1,weldamnl.txt,\n Die Geschichte - Weldam\n \n ...
2,wwwmuiderslotnl.txt,Niet wachten bij de kassa? Koop een e-ticket!...
3,wwwdekemastatenl.txt,geertruidaAnna MargarethavanWageningen Dekema...
4,wwwmenkemaborgnl.txt,Home - Menkemaborg Home Welkom op de website ...


### some preprocessing

In [None]:
from textcleaning import textCleaner, textCleanerFurther, textCleanLinks

In [None]:
# clean tweets further: remove hashtags, mentions and links
'''
# currently not using (adapted to ENG)
print("Cleaning the tweets...\n")
clean_tweet_texts = []
%time
for i in range(0,len(df)):
    if( (i+1)%100000 == 0 ):
        print("Tweets", i+1, "of ", len(df), "has been processed")                                                                   
    clean_tweet_texts.append(textCleaner(df['text'][i]))'''

In [44]:
def get_stopwords_list(stop_file_path):
    """load stop words """  
    with open(stop_file_path, 'r', encoding="utf-8") as f:
        stopwords = f.readlines()
        stop_set = set(m.strip() for m in stopwords)
        return list(frozenset(stop_set))
stopwords_path = "../stopwords_archive/dutch.txt"
stopwords = get_stopwords_list(stopwords_path)

In [46]:
special_stop_words = ['nbsp', 'the', 'and']
stopwords_ext = stopwords+special_stop_words

### term frequency, all

In [110]:
from sklearn.feature_extraction.text import CountVectorizer
cvec_all = CountVectorizer().fit(df.content)
df_matrix_all = cvec_all.transform(df.content)
df_all = np.sum(df_matrix_all,axis=0)
terms = np.squeeze(np.asarray(df_all))
print(terms.shape)
term_freq_df_all = pd.DataFrame([terms],columns=cvec_all.get_feature_names_out()).transpose() #term_freq_df is with stopwords
term_freq_df_all.columns = ['terms']
term_freq_df_all.sort_values(by='terms', ascending=False).iloc[:10]

(56980,)


Unnamed: 0,terms
de,38374
van,27151
het,20198
en,19712
een,15934
in,15843
op,9727
is,8705
met,8394
voor,6531


### term frequency, without stop words

In [53]:
cvec_stopped = CountVectorizer(stop_words=stopwords_ext) # see above, import frozenset from stopwords_archive in correct language
cvec_stopped.fit(df.content)
document_matrix = cvec_stopped.transform(df.content)
term_batches = np.linspace(0,document_matrix.shape[0],10).astype(int) 
i=0
df_stopped = []
while i < len(term_batches)-1:
    batch_result = np.sum(document_matrix[term_batches[i]:term_batches[i+1]].toarray(),axis=0)
    df_stopped.append(batch_result)
    print(term_batches[i+1],"entries' term frequency calculated")
    i += 1

terms_stopped = np.sum(df_stopped,axis=0)
print(terms_stopped.shape)
term_freq_df_stopped = pd.DataFrame([terms_stopped],columns=cvec_stopped.get_feature_names_out()).transpose() 
term_freq_df_stopped.columns = ['terms']
term_freq_df_stopped.sort_values(by='terms', ascending=False).iloc[:10]

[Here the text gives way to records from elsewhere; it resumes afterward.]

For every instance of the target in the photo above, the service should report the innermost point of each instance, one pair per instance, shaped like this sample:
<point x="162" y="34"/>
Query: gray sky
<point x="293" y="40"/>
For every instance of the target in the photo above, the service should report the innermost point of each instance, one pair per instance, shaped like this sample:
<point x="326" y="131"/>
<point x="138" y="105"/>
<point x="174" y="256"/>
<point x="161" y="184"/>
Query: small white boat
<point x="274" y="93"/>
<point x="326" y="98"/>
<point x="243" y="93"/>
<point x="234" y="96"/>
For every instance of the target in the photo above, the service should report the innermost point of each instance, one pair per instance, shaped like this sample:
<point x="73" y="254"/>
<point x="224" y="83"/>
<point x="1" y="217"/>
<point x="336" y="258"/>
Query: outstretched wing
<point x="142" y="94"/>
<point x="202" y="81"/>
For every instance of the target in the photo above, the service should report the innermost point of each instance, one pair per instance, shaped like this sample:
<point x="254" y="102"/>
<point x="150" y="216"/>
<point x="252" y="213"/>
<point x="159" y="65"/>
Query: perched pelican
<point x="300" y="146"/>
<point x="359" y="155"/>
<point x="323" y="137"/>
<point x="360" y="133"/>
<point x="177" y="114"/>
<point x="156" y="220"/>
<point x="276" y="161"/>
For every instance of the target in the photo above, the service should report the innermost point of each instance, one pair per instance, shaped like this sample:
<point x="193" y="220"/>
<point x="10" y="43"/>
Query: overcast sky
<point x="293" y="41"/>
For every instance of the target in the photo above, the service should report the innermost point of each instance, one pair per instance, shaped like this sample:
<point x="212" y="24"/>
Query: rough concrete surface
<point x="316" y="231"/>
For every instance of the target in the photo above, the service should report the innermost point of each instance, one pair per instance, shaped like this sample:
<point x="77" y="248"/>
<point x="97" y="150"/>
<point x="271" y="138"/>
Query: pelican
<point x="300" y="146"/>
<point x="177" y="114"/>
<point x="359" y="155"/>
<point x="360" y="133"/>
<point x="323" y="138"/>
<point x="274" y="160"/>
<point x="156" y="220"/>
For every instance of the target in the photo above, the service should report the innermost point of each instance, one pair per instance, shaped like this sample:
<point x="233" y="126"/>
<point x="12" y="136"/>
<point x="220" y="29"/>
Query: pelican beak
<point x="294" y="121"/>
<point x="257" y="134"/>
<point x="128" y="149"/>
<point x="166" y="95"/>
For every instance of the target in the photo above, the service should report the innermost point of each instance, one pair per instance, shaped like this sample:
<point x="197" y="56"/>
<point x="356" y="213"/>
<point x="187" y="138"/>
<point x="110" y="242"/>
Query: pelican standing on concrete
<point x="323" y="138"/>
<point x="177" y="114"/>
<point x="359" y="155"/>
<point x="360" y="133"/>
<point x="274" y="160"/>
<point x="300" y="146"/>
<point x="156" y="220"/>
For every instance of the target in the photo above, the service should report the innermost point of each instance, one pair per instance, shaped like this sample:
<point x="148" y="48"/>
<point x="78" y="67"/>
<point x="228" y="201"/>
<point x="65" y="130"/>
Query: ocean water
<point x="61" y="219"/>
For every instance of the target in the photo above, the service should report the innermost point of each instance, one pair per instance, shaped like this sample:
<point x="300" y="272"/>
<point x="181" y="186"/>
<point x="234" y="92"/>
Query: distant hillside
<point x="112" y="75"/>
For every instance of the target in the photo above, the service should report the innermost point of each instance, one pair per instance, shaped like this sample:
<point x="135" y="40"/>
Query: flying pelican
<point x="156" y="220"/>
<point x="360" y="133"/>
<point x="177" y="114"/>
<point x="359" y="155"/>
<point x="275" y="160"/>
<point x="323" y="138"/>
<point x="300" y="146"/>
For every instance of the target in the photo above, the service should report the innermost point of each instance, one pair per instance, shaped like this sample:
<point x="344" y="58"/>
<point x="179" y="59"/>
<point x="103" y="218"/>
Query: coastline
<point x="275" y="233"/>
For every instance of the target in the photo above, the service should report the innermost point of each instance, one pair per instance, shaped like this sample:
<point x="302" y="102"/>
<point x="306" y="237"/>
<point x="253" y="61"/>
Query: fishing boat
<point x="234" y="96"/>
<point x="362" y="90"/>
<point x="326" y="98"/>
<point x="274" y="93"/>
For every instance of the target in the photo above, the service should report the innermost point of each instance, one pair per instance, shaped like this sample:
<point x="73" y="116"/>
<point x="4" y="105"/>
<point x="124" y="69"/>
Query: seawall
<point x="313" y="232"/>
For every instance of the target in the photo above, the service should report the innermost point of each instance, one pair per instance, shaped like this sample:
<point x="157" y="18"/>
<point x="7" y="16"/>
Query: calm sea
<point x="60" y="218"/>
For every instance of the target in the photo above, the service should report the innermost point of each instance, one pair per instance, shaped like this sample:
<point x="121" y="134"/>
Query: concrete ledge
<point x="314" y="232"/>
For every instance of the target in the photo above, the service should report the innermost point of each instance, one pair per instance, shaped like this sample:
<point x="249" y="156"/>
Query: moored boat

6 entries' term frequency calculated
12 entries' term frequency calculated
18 entries' term frequency calculated
24 entries' term frequency calculated
30 entries' term frequency calculated
36 entries' term frequency calculated
42 entries' term frequency calculated
48 entries' term frequency calculated
54 entries' term frequency calculated
(56877,)


Unnamed: 0,terms
kasteel,6438
slot,3274
zuylen,2721
landgoed,1735
huis,1649
00,1403
we,1381
duivenvoorde,1330
jaar,1329
uur,1226


In [None]:
# Plot Zipf's law table

import matplotlib.pyplot as plt
plt.style.use('fivethirtyeight')
%matplotlib inline
%config InlineBackend.figure_format = 'retina'

from pylab import *
counts = term_freq_df_all.terms
tokens = term_freq_df_all.index
ranks = arange(1, len(counts)+1)
indices = argsort(-counts)
frequencies = counts[indices]
plt.figure(figsize=(10,10))
plt.rc('font', size=14)
plt.ylim(1,10**6)
plt.xlim(1,10**6)
loglog(ranks, frequencies, marker=".")
plt.plot([1,frequencies[0]],[frequencies[0],1],color='r')
title("Zipf plot for tweets tokens")
xlabel("Frequency rank of token")
ylabel("Absolute frequency of token")
grid(True)
for n in list(logspace(-0.5, log10(len(counts)-2), 25).astype(int)):
    dummy = text(ranks[n], frequencies[n], " " + tokens[indices[n]], 
                 verticalalignment="bottom",
                 horizontalalignment="left")

### TF-IDF

In [54]:
from sklearn.feature_extraction.text import TfidfVectorizer

In [131]:
#tfidf_vectorizer = TfidfVectorizer(input='filename', stop_words=stopwords)
#tfidf_vector = tfidf_vectorizer.fit_transform(df.filename)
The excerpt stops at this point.